Novo livro conta como Charlie Wilson canalizou milhões para afegãos que lutavam contra a URSS
Na manhã de 11 de setembro de 2001, Charlie Wilson admirava a vista de Washington do terraço de sua casa quando o telefonema de um amigo interrompeu seu ritual matutino antes de ir trabalhar: “Sua TV está ligada?” Wilson, ex-senador agora trabalhando como lobista, sentou-se para assistir, estarrecido, aviões de passageiros desviados de suas rotas transportando os EUA para o epicentro de uma nova e estranha guerra.
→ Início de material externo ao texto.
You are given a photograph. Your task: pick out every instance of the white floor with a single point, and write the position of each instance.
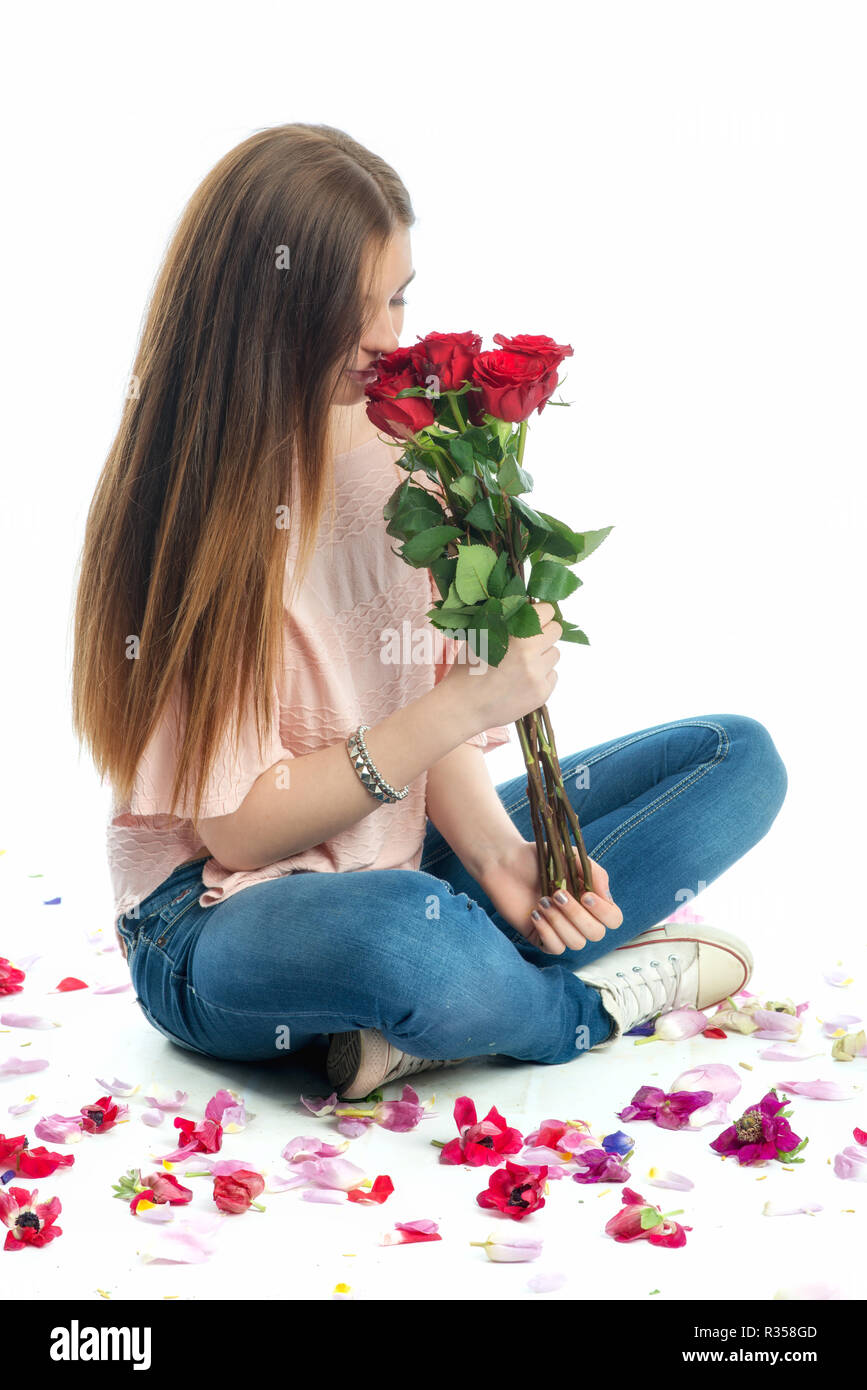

Inicialmente, Wilson não relacionou – e até hoje resiste em fazê-lo – aquela trágica notícia com uma outra, que vira no início do verão de 1980. O então deputado pelo Texas deixava o plenário da Câmara quando a máquina de telex da Associated Press imprimia um telegrama procedente de Cabul. Wilson parou para ler a reportagem, que descrevia como os combatentes afegãos tentavam resistir, enquanto as forças soviéticas ocupavam seu país.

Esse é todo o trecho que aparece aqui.